Perda No.2 PUG 2020 di Harapakan Mampu Meningkatkan IPG Lombok Timur,Dengan Target 91,5 Persen..

Perda No.2 PUG 2020 di Harapakan Mampu Meningkatkan IPG Lombok Timur,Dengan Target 91,5 Persen..

Sinar5news.Com – Lombok Timur – Sekretaris Daerah kabupaten Lombok Timur H. Muhammad Juaini Taofik membuka acara sosialisasi Peraturan Daerah Kabupaten Lombok Timur no. 2 tentang Pengarusutamaan Gender(PUG) yang berlangsung  di Rung Rapat Kantor Bupati. Selasa (01/12/2020).

Dalam kata pembukaannya di hadapan tak kurang dari 150 orang peserta dari berbagai unsur ini berharap sosialisasi ini mampu membangun komitmen seluruh pihak untuk dapat menjalankan visi dan misi pemerintah yang tertuang dalam misi ke-empat RPJMD 2018-2023.

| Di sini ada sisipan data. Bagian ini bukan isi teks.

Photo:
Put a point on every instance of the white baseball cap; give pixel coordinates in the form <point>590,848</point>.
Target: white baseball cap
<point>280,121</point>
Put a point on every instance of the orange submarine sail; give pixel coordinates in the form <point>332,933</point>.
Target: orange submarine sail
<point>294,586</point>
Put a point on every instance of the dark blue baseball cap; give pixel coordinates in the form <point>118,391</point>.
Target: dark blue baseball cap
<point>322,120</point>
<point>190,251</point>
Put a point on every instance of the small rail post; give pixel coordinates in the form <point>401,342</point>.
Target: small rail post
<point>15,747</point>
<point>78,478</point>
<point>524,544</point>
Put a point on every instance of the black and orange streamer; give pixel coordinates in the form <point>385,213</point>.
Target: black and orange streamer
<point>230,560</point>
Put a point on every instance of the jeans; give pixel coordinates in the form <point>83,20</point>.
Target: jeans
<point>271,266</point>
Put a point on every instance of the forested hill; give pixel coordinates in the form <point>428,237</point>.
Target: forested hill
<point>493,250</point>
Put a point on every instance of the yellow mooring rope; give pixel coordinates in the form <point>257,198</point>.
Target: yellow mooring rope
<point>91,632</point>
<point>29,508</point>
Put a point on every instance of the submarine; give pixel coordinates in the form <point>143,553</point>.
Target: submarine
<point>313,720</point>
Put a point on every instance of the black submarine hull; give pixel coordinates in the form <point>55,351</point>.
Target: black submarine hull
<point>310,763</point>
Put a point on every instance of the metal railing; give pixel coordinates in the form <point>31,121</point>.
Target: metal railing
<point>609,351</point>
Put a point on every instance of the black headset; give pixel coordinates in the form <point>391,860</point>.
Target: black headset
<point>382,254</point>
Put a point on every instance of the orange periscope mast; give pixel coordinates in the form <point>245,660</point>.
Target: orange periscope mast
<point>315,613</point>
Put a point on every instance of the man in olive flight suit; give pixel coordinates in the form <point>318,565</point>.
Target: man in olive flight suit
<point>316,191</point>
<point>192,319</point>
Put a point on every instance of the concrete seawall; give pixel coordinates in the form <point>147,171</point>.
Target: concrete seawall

 “Memperkuat pemberdayaan perempuan dalam pembangunan sosial, politik, pencegahan kekerasan dalam rumah tangga dan perlindungan anak  serta meningkatkan pembinaan kepemudaan dan olahraga.”

Sekda juga mengingatkan Pengarusutamaan Gender bukanlah suatu program atau kegiatan, melainkan suatu strategi pembangunan untuk mencapai suatu keadilan dan kesetaraan sesuai instruksi presiden no. 9 tahun 2000 yang mengamanatkan seluruh menteri, kepala lembaga, gubernur dan bupati/walikota untuk mengintegrasikan Pengarusutamaan Gender pada setiap tahapan proses pembangunan.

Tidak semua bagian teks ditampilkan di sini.